Un rire qui l’éveilla. Mais dans son éveil il traversa une zone étrange : il atteignit à un degré de conscience où il savait parfaitement, rationnellement, que Laura était séparée de lui par d’impénétrables barrières de temps et d’espace — et pourtant sa mère était assise au pied de son lit. Il devint de plus en plus évident pour lui qu’il était à Ledom, de sorte qu’il saurait parfaitement où il se trouvait en s’éveillant tout à fait mais, en même temps, l’impression que sa mère était présente ne cessait de prendre de la force et, quand il ouvrit les yeux, et qu’il vit qu’elle n’était pas là, ce fut vraiment comme s’il l’avait vue, elle, en chair et en os, disparaître avec un plop ! presque audible. Furieux, navré, il s’éveilla en pleurant et en appelant sa mère…

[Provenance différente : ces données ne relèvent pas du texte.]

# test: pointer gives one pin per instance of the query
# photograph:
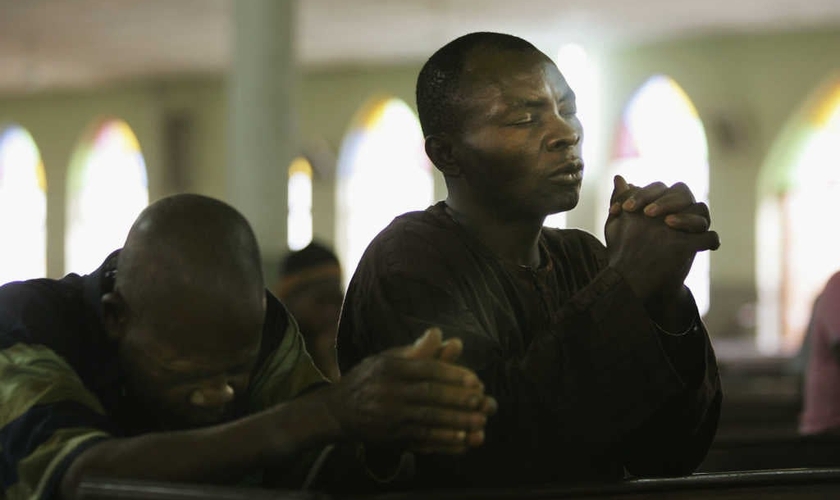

Quand il eut ses pieds sous lui et sa tête, à peu de chose près et à grand-peine au sommet du tout, il s’approcha (mais pas trop près) de la fenêtre et jeta un regard à l’extérieur. Le temps n’avait pas changé et il devait avoir fait le tour complet du cadran, à en juger par le ciel qui, toujours couvert, était exactement aussi brillant que lors de sa venue depuis Celui de la Science. Il mourait de faim et, se remémorant les instructions qu’on lui avait données, il retourna à l’espèce de lit sur lequel il avait dormi et appliqua la paume à plat sur le bas de la première des trois barres d’or verticales. Une portion irrégulière du mur (mais qu’est-ce qui était régulier, ici ? Rien n’y était plat, droit, vertical, ni parfaitement lisse) s’ouvrit vers le haut, un peu à la manière d’un bureau à cylindre et, comme si cet orifice avait été une caricature de bouche grotesque tirant une langue démesurée, un plateau en jaillit. Une jatte et un plat y étaient disposés. La jatte contenait une espèce de gruau. Sur le plat s’amoncelaient des fruits, artistement disposés pour mettre en valeur l’incroyable palette de leurs couleurs exotiques et leurs formes improbables. Il y avait bien une couple d’honnêtes bananes et de banales oranges, et quelque chose qui ressemblait beaucoup à du raisin, mais pour le reste, des bleus iridescents, des verts bronzés, sept nuances de rouge. Ce qu’il aurait voulu plus que tout au monde (celui-là ou un autre) c’était une boisson fraîche, mais il ne vit rien qui y ressemblât de près ou de loin. Il soupira et, se résignant, saisit une sphère violette, la porta à son nez et lui trouva — ça alors ! — une odeur de toast beurré. Il y porta une dent hésitante. Un grognement d’étonnement lui échappa, et il se mit en quête de quelque chose avec quoi essuyer son visage et son cou. Le fruit, dont la peau, sous la lèvre, était à la température de la pièce, avait laissé gicler un jus glacé et sous pression.